Similar to macos - python input() with wide characters (jp or cn) is not working properly on Mac terminal - Stack Overflow

I use a simple code to reproduce (save it in a py file, it works well in Interactive Mode):

a = input()
print(a)

You can copy “一二三四五六七八九十” and paste in the terminal and use backspace to delete it. You can see the mismatch bewteen the terminal and actual input.

I test it on my macbook, ubuntu machine and aws ec2. Both macos and ubuntu can’t delete after “一二三四五” and ec2 can delete all, but I need to use backspace twice to delete one character.

Both my terminal and python use UTF-8.

1 Like

I could not reproduce this on my Ubuntu-based Mint desktop.

Did you use the Interactive Mode or save the code in a py file? I just updated the description.

Ah. Yes, I see it happening - the backspace simply doesn’t go back far enough. If I backspace ten times, 一二三四五 still shows on the echoed display, but the a value is an empty string as expected. Reproduced both by copy-and-paste, and by using my Japanese IME (fcitx+mozc).

It is not a python error but a termial error.
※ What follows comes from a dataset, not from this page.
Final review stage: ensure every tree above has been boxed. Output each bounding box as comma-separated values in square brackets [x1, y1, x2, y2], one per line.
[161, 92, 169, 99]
English need one char, but Chinese need two in some encoding.

paste your ‘locale’ here

➜  ~ locale
LANG="en_US.UTF-8"
LC_COLLATE="en_US.UTF-8"
LC_CTYPE="en_US.UTF-8"
LC_MESSAGES="en_US.UTF-8"
LC_MONETARY="en_US.UTF-8"
LC_NUMERIC="en_US.UTF-8"
LC_TIME="en_US.UTF-8"
LC_ALL=

Thank you!
This is my mac

locale
LANG=""
LC_COLLATE="C"
LC_CTYPE="UTF-8"
LC_MESSAGES="C"
LC_MONETARY="C"
LC_NUMERIC="C"
LC_TIME="C"
LC_ALL=

This is my ubuntu machine:

LANG=C.UTF-8
LANGUAGE=
LC_CTYPE=C.UTF-8
LC_NUMERIC="C.UTF-8"
LC_TIME="C.UTF-8"
LC_COLLATE="C.UTF-8"
LC_MONETARY="C.UTF-8"
LC_MESSAGES="C.UTF-8"
LC_PAPER="C.UTF-8"
LC_NAME="C.UTF-8"
LC_ADDRESS="C.UTF-8"
LC_TELEPHONE="C.UTF-8"
LC_MEASUREMENT="C.UTF-8"
LC_IDENTIFICATION="C.UTF-8"
LC_ALL=

Okay, I think that’s your problem :slight_smile: Switch to an actual locale, instead of using “C” locale, and then you’ll have real character support in your terminal. For example, I use en_AU.UTF-8 as my default locale, and I have a couple dozen other locales installed as well (mainly for testing - I don’t speak Arabic, but I have an Arabic locale installed so I can flip something into RTL mode to make sure it works). The terminal respects this and will handle characters much more correctly.

Here is my new locale:

locale
LANG="zh_CN.UTF-8"
LC_COLLATE="zh_CN.UTF-8"
LC_CTYPE="zh_CN.UTF-8"
LC_MESSAGES="zh_CN.UTF-8"
LC_MONETARY="zh_CN.UTF-8"
LC_NUMERIC="zh_CN.UTF-8"
LC_TIME="zh_CN.UTF-8"
LC_ALL="zh_CN.UTF-8"

But it still can’t work.

It is not that easy, maybe you should ask OPS who is around you.
Your problem is a enviroment config problem.

If you are using teriminal in mac, and connect to Ubuntu via ssh.
There is teriminal config/ssh config/Ubuntu Server config , anyone of there config went wrong cause the problem you describe.